HIT and MISS?: Project New BAC
On one hand you have a renewed focus on building a stronger company. On the other hand, you have job cuts -- a necessary evil to achieve company goals. The bank's plan to shed 30,000 jobs would save it $5 billion. And though the company spouted reassurances that attrition and elimination of open positions would make up a substantial portion of that number, it gave many Americans a bad taste since the country had been struggling with high unemployment for years.

Otherwise, Moynihan's Project has been a success story. By putting non-core business segments up for sale and refocusing attention to the core functions of the bank, he's made it a leaner, simpler business. The initiatives have also helped clean up B of A's books, reducing non-performing loans as a percentage of the bank's loan portfolio from 4.4% in 2009 to 2.9% as of Sept. 2012.

Moynihan may have been at the helm while the bank posted huge losses in 2010 and parts of 2011, but his vision and leadership have helped return Bank of America to profitability -- with more room to grow in 2013.

HIT: Legal settlements
Bank of America has undoubtedly had the toughest time recovering from the financial crisis. With its acquisition of Countrywide, sub-prime mortgage-underwriter extraordinaire, legal woes continue to haunt Bank of America and its investors. But Moynihan's approach to these troubles is right on target -- rip off the bandage and move forward.

Just yesterday, the bank agreed to a $10+ billion deal with Fannie Mae to settle mortgage claims from the housing bust. The deal garnered positive and negative responses alike, even within the walls of the Fool. All in all, the bank has agreed to $32 billion in settlements  -- a massive hit, even for the largest bank in America.

But the recent deal looks to prevent further governmental litigation, something that will give the company and its stock a much needed reprieve. The uncertainty of legal fees and penalties has continued to plague Bank of America, and kept investors away. With the newest settlement, the light at the end of the tunnel is getting brighter.

HIT: Warren Buffett investment
I recently examined the impact of Berkshire Hathaway's (BRK.A -0.30%) 2011 investment in Bank of America, and whether it was responsible for the bank's impressive 2012 rebound. And although I came to the conclusion that it was not the determining factor behind B of A's price doubling, it was an extremely important event all the same.

Buffett's investment in Bank of America was based on his belief that the company was strong and had great management. This vote of approval was a much needed boost for the bank, which had recently posted an $8.8 billion loss and was losing investor confidence left and right.

Moynihan was reluctant to accept Buffett's bid at first. The CEO had been reassuring Wall Street that the bank was financially solid, and it didn't need to raise capital, despite losses. Moynihan's final acceptance of the investment solidified his position as a pragmatic and logical leader -- one who is willing to set aside pride to do what's needed for his company.

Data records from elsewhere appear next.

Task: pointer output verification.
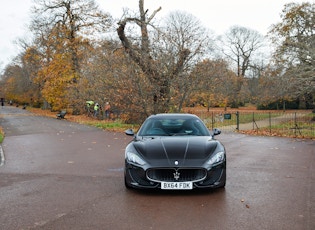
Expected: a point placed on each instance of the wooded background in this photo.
(144, 66)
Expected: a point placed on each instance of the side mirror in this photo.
(216, 131)
(129, 132)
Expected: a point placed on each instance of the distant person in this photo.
(96, 109)
(107, 110)
(89, 107)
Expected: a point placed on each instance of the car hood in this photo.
(186, 151)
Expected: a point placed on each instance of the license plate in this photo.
(176, 185)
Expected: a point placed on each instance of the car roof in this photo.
(173, 115)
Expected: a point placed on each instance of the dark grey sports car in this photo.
(176, 152)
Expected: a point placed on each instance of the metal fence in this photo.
(297, 124)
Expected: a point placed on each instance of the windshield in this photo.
(173, 127)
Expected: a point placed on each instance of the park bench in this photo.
(62, 114)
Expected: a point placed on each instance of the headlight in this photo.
(217, 158)
(134, 158)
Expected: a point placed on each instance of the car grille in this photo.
(176, 174)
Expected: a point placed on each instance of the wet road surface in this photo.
(62, 175)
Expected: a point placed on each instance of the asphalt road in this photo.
(61, 175)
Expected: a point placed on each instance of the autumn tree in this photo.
(294, 56)
(60, 28)
(216, 83)
(163, 55)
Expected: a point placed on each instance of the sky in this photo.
(216, 15)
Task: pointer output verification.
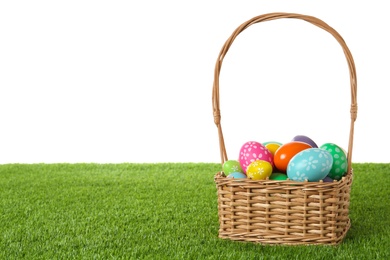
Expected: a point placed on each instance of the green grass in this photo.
(158, 211)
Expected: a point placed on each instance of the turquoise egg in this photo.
(311, 164)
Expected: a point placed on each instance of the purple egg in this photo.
(327, 179)
(305, 139)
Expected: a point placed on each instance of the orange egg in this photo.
(287, 151)
(272, 147)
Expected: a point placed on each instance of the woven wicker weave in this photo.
(283, 212)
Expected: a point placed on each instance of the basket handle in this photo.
(274, 16)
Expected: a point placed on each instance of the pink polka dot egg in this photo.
(252, 151)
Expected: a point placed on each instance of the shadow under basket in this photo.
(283, 212)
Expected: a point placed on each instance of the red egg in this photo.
(287, 151)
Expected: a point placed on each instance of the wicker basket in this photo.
(283, 212)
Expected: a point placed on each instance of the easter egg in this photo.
(327, 179)
(272, 146)
(287, 151)
(305, 139)
(277, 176)
(259, 170)
(252, 151)
(237, 175)
(231, 166)
(340, 164)
(311, 164)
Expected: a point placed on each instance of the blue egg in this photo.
(312, 164)
(237, 175)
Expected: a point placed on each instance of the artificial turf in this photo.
(158, 211)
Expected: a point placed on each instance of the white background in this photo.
(130, 81)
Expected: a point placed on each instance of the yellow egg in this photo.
(259, 170)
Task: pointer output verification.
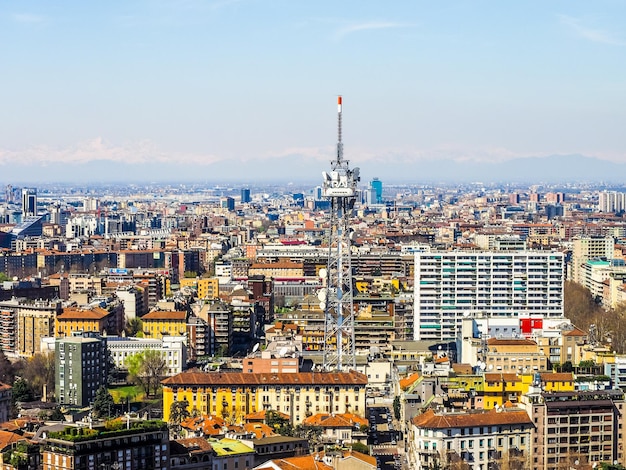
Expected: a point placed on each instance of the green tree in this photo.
(7, 370)
(103, 404)
(147, 369)
(179, 411)
(39, 371)
(57, 415)
(360, 447)
(396, 407)
(22, 391)
(279, 423)
(133, 327)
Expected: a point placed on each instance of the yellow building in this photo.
(561, 382)
(500, 388)
(207, 288)
(164, 323)
(95, 319)
(232, 395)
(509, 355)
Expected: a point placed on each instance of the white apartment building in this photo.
(585, 248)
(452, 285)
(482, 440)
(172, 348)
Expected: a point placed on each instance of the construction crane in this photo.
(336, 297)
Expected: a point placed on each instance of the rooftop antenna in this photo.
(340, 188)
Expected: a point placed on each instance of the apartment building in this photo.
(138, 446)
(81, 369)
(577, 428)
(452, 285)
(233, 395)
(478, 439)
(585, 248)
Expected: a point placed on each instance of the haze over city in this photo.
(243, 90)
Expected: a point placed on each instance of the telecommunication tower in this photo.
(340, 188)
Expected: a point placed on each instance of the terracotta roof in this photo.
(557, 377)
(239, 378)
(463, 369)
(408, 381)
(260, 415)
(164, 315)
(208, 425)
(71, 313)
(260, 430)
(305, 462)
(575, 332)
(339, 420)
(431, 420)
(195, 444)
(499, 377)
(510, 342)
(7, 438)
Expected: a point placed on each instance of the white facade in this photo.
(450, 286)
(172, 348)
(81, 226)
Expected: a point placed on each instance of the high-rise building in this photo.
(227, 203)
(245, 195)
(80, 368)
(586, 248)
(29, 202)
(377, 186)
(452, 285)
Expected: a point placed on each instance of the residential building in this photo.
(479, 439)
(585, 248)
(96, 319)
(81, 368)
(35, 320)
(452, 285)
(173, 349)
(159, 323)
(514, 355)
(233, 395)
(137, 446)
(576, 428)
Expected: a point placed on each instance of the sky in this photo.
(250, 82)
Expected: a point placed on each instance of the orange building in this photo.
(95, 319)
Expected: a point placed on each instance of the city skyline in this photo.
(192, 87)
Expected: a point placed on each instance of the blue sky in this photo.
(254, 80)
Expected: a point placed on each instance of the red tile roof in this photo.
(164, 315)
(196, 377)
(431, 420)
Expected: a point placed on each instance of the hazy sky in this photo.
(250, 80)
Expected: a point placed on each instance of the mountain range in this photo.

HIT: Basel III capitalization
Following the financial crisis, most analysts  wrote off Bank of America as the worst of the nation's banks. This included views of the its capital position and even its viability in the future. But as of its Sept. 2012 earnings release, analysts began singing a different tune.

Under Moynihan's Project initiatives, the bank has raised the most capital in preparation for implementation of the new Basel III capital requirements.

Bank

Tier I Capital Balance

Capital Ratio under Basel III

Bank of America

$136.4 billion

8.97% 

Citigroup (C -1.09%)

$106 billion

8.6% 

JPMorgan (JPM 0.15%)

$139 billion

8.4% 

Wells Fargo (WFC -1.11%)

$111.4 billion

8.02% 

US Bancorp (USB -1.49%)

$29.6 billion

8.2% 

Source: Company Q3 2012 earning presentations.

With the recent announcement of regulators easing the Basel III requirements and extending the benchmark dates, Bank of America has even more breathing room to continue expanding and improving its core business without concerns of capital.